Je ne suis pas dans les secrets de gymnases, mais quand je le vois en entrevues par son comportement, son langage verbal et corporel, j’ai l’impression que Junior veut être n’importe où sur terre sauf sur un ring. Je ne perçois plus de l’éclat dans ses yeux et il ne sourit que difficilement. J’ose croire qu’il est bien entouré et bien conseillé.

À l’autre bout du spectre, « Bud » le fils d’Omaha a su bénéficier de sa victoire trop facile et il voulait davantage. C’est à ce moment qu’il s’est senti aussi invincible que le grand conquistador Hernan Cortez qui avec ses quelques cavaliers espagnols a écrasé des centaines de milliers de guerriers de l’Empire Aztèque.
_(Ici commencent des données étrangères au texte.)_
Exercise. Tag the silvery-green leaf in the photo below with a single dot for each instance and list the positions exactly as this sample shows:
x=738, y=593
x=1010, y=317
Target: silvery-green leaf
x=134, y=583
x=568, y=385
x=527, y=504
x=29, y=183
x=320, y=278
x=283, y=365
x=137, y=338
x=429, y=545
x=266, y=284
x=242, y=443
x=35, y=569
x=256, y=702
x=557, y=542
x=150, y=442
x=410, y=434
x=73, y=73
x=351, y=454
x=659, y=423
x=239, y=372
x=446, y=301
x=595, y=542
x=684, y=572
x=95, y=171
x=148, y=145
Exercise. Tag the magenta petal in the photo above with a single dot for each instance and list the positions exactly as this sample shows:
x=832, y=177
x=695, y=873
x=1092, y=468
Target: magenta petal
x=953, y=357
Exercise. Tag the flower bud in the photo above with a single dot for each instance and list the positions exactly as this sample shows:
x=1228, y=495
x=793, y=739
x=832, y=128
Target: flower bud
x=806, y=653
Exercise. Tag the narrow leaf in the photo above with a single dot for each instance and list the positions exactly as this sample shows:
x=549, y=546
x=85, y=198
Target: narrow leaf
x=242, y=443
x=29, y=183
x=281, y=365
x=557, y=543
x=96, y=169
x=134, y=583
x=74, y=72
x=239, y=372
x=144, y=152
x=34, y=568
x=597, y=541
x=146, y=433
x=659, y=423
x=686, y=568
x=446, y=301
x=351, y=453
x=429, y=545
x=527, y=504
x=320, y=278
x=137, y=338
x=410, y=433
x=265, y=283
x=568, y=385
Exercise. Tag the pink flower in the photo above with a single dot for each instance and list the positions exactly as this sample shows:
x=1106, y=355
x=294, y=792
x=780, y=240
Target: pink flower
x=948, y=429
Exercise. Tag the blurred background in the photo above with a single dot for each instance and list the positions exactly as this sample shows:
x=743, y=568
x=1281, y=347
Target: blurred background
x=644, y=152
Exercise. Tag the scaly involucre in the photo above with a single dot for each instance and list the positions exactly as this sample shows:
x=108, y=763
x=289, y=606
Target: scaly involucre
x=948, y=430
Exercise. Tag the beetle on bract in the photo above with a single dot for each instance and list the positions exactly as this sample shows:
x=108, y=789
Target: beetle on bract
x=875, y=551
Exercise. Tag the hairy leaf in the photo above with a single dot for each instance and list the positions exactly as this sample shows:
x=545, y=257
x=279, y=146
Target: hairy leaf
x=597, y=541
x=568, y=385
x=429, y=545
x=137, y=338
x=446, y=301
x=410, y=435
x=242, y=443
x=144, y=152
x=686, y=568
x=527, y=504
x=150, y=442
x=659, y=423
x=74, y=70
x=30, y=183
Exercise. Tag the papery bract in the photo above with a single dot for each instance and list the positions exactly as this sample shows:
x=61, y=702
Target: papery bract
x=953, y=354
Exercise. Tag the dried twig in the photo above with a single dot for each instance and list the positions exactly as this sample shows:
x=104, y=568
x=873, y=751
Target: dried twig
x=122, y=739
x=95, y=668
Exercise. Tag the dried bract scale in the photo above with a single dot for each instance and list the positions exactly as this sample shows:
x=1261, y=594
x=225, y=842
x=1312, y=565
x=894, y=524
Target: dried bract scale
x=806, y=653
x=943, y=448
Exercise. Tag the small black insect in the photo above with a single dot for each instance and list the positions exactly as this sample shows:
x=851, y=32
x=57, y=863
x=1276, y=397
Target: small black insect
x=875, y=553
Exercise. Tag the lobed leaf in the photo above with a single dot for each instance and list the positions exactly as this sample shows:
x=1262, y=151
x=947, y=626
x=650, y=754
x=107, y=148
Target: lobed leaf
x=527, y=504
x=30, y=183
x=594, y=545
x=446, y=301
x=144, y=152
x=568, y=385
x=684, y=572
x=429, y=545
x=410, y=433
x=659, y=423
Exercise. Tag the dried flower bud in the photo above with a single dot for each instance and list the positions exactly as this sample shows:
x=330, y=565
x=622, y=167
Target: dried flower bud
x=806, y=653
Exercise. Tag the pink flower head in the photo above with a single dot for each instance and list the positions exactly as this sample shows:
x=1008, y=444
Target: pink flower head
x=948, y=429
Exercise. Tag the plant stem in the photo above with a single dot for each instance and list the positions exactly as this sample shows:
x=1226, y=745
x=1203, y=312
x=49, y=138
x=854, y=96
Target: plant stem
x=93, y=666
Avide de prouver sa grandeur et laisser un héritage fort, il s’est alors mis à la poursuite du plus grand champion mexicain de l’histoire, Canelo Alvarez, le boxeur le plus populaire de la planète.

Au début tout le monde scrutait les ambitions de Crawford avec dérision, Canelo aussi. Pour s’accomplir, il fallait que l’Américain passe des 147 livres, saute par-dessus les divisions de 154 et 160 et rencontre le champion incontesté à 168, les super moyens.

Ça lui a pris un peu plus de deux ans de campagne pour convaincre un financier d’abord, puis créer un buzz dans l’industrie, convaincre le grand roi rouquin lui-même, les organisations de sanction aussi, afin d’être éligible à unifier les titres, et les fans eux-mêmes pour inciter Netflix à embarquer et le promoteur à louer le stade des Raiders, le Allegiant.

Après avoir réussi tout ça il s’est présenté sur le ring devant son dangereux, expérimenté et costaud rival, largement négligé, puis s’est amusé à contrer les charges de son opposant et appliquer des solutions imparables. Sa victoire fut incontestable et c’est à ce moment qu’on a universellement reconnu son génie générationnel.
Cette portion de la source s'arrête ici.